Ethiopia: Study Shows Ancient DNA from Eurasia

The genome of a 4,500 year old Ethiopian man known as 'Mota Man' has been mapped for the first time. (Photo: Google Images)

The genome of a 4,500 year old Ethiopian man known as ‘Mota Man’ has been mapped for the first time.
(Photo: Google Images)

Rebecca Morrelle of BBC Africa is reporting 3,000 years ago there was a huge wave of migration from Eurasia into Africa.

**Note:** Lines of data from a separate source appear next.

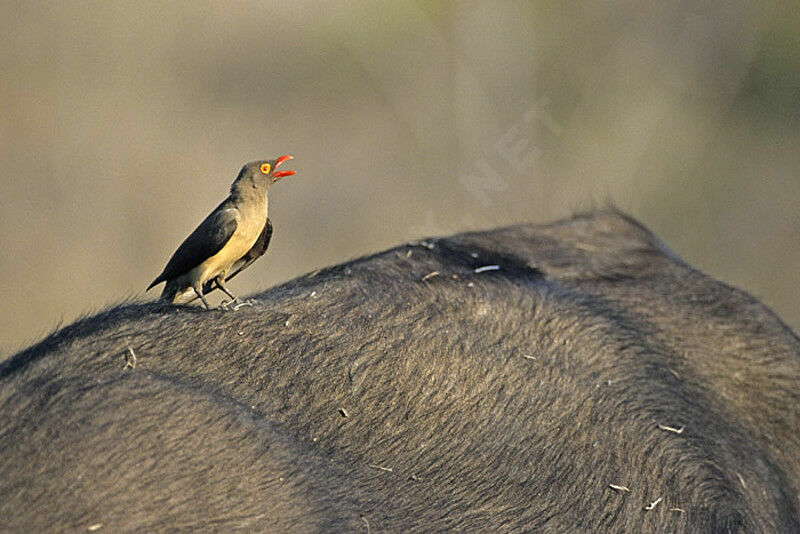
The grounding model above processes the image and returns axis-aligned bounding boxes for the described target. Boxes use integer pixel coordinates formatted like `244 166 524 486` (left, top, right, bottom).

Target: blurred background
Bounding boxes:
0 0 800 359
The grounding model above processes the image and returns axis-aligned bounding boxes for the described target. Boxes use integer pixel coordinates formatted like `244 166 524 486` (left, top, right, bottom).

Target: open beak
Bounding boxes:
272 155 297 178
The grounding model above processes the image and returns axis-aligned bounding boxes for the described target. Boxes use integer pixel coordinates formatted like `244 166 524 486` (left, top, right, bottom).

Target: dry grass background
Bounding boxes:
0 1 800 358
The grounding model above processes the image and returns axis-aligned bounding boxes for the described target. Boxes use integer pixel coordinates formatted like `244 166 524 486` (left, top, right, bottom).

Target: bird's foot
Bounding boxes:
218 298 239 310
233 299 257 310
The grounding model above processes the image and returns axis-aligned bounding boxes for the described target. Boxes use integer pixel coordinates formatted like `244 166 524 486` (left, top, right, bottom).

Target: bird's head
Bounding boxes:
236 156 296 187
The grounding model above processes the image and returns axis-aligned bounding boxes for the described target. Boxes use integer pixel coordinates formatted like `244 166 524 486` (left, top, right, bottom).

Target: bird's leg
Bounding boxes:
214 275 239 304
192 284 211 310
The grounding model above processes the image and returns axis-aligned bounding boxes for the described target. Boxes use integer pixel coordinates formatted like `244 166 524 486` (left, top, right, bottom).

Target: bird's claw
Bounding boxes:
233 299 256 310
219 299 239 310
219 298 256 311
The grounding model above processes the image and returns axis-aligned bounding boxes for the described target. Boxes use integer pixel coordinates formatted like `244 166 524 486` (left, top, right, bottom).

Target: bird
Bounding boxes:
146 155 296 309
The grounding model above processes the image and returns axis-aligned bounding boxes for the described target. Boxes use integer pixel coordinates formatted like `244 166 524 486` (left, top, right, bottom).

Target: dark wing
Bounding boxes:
147 201 237 290
225 217 272 282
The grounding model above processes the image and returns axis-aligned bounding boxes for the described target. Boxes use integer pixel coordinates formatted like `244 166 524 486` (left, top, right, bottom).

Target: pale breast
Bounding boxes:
193 202 267 284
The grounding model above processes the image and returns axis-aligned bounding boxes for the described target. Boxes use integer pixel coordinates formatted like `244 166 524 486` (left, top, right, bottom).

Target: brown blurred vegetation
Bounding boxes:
0 1 800 357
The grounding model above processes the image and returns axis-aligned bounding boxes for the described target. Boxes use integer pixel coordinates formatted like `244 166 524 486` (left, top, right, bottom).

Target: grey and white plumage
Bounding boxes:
147 156 295 308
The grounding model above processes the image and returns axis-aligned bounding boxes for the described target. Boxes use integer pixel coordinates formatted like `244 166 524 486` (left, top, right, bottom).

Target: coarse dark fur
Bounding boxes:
0 211 800 533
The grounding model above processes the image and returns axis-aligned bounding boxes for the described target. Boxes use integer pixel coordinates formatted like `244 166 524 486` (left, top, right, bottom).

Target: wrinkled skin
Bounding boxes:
0 212 800 533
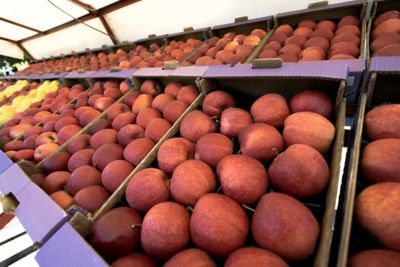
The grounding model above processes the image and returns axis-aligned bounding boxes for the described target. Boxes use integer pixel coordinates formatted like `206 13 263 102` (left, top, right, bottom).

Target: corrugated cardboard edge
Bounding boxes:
276 0 367 20
369 56 400 74
211 16 273 31
244 28 275 63
35 223 108 267
336 73 368 267
314 95 346 267
90 68 138 79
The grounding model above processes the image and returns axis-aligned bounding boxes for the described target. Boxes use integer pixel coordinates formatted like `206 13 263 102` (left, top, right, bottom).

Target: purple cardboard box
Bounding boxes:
64 71 96 79
0 163 68 244
13 181 68 244
369 56 400 73
90 69 137 79
0 163 30 194
35 223 108 267
0 151 13 177
203 61 349 80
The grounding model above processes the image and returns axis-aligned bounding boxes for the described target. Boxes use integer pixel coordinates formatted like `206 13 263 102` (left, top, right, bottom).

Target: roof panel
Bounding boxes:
105 0 255 41
81 0 118 9
0 0 88 31
0 21 36 41
0 40 24 59
24 18 112 59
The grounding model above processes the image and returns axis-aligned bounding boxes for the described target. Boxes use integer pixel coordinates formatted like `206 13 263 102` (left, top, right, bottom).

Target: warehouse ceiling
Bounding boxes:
0 0 139 59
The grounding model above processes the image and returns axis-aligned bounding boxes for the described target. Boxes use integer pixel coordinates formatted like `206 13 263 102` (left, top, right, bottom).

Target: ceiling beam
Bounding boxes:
16 42 34 60
98 15 119 45
0 36 34 59
70 0 119 45
0 36 17 44
20 0 140 43
0 17 41 33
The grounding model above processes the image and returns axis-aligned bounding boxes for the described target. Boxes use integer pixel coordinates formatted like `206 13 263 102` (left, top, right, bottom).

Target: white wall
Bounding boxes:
106 0 354 41
0 40 24 59
23 19 112 59
25 0 354 58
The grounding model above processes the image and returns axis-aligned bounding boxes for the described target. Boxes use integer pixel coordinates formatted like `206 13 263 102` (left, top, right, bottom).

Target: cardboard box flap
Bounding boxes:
90 69 137 79
166 27 211 39
35 223 108 267
41 72 68 80
14 181 68 244
338 58 367 73
0 151 13 176
203 61 349 80
20 74 43 80
369 56 400 74
276 0 367 20
133 68 172 77
169 66 208 77
135 34 167 45
211 16 273 31
64 71 96 79
0 163 30 194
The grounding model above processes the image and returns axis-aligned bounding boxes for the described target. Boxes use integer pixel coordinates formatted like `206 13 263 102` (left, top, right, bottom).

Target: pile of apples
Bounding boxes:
17 43 159 75
349 104 400 266
0 80 59 127
3 81 133 163
132 38 202 68
181 29 267 66
84 85 335 266
259 16 361 62
24 80 199 218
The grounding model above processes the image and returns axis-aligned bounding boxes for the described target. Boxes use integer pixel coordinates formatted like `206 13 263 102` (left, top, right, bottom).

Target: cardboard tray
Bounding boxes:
36 65 347 266
90 68 137 79
165 27 211 43
203 62 348 266
365 0 400 63
336 57 400 267
35 223 108 267
71 72 203 225
253 0 367 97
135 34 167 47
36 72 205 266
181 16 274 66
0 79 92 152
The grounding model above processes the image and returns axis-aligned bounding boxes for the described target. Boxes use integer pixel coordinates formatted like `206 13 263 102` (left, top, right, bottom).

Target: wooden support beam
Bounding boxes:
98 15 119 45
0 36 17 44
16 42 34 60
20 0 140 43
0 17 41 33
70 0 119 45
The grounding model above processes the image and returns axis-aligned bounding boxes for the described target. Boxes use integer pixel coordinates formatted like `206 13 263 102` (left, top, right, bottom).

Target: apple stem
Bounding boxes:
242 204 256 212
131 224 142 229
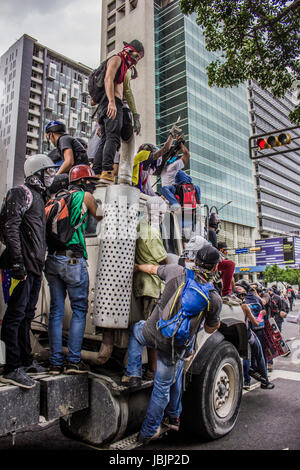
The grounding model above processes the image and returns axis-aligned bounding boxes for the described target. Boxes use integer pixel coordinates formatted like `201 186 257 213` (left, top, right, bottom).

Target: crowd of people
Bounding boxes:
0 40 293 443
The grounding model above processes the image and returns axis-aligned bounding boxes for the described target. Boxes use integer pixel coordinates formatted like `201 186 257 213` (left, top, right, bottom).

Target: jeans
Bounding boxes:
161 184 181 209
251 334 268 382
1 272 41 374
45 255 89 366
126 320 183 437
93 98 123 174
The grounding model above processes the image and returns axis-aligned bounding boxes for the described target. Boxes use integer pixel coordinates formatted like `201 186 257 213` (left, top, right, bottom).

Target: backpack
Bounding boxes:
0 184 33 244
88 56 121 104
175 183 200 209
45 190 88 250
247 303 265 330
156 269 214 348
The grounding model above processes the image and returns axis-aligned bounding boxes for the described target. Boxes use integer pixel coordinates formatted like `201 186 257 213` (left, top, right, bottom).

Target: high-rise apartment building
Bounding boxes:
248 80 300 238
101 0 256 264
0 34 91 191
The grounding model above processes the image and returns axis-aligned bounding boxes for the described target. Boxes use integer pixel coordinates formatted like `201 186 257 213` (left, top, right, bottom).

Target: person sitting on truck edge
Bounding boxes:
122 245 222 444
160 125 190 187
133 196 168 379
45 121 89 175
92 39 144 183
132 134 173 196
45 165 103 375
161 170 201 211
218 242 235 297
234 279 274 390
0 154 55 388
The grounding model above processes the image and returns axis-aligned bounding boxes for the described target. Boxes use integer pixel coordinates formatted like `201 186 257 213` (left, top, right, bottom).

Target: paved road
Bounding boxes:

In a study published in the journal Science, researchers extracted DNA from a 4,500-year-old skull that was discovered in the highlands of Ethiopia.  A comparison with genetic material from today’s Africans revealed how ancient ancestors mixed and moved around the continents, leading scientists to believe 25 percent of the modern DNA of Africans can be traced back to this migration.

Morrelle reports:

“‘Every single population for which we have data in Africa has a sizable component of Eurasian ancestry,’ said Dr Andrea Manica, from the University of Cambridge, who carried out the research.

Ancient genomes have been sequenced from around the world, but Africa has proved difficult because hot and humid conditions can destroy fragile DNA.

However, the 4,500-year-old remains of this hunter gatherer, known as Mota man, were found in a cave and were well preserved.

Importantly, a bone that is situated just below the ear, called the petrous, was intact.

Dr Manica, speaking to Science in Action on the BBC World Service, said: ‘The petrous bone is really hard and does a really good job of preventing bacteria getting in and degrading this DNA.’

‘What we were able to get is some very high quality undamaged DNA from which we could reconstruct the whole genome of the individual.’

‘We have the complete blueprint, every single gene, every single bit of information that made this individual that lived 4,500 years ago in Ethiopia.'”

The ‘Mota Man’ had pure African DNA and his ancestors never left the continent. Approximately 1500 years after his death, the genetic make-up of his ancestors changed and they believe it’s due to the Eurasian migration, after which some Africans who left, later returned.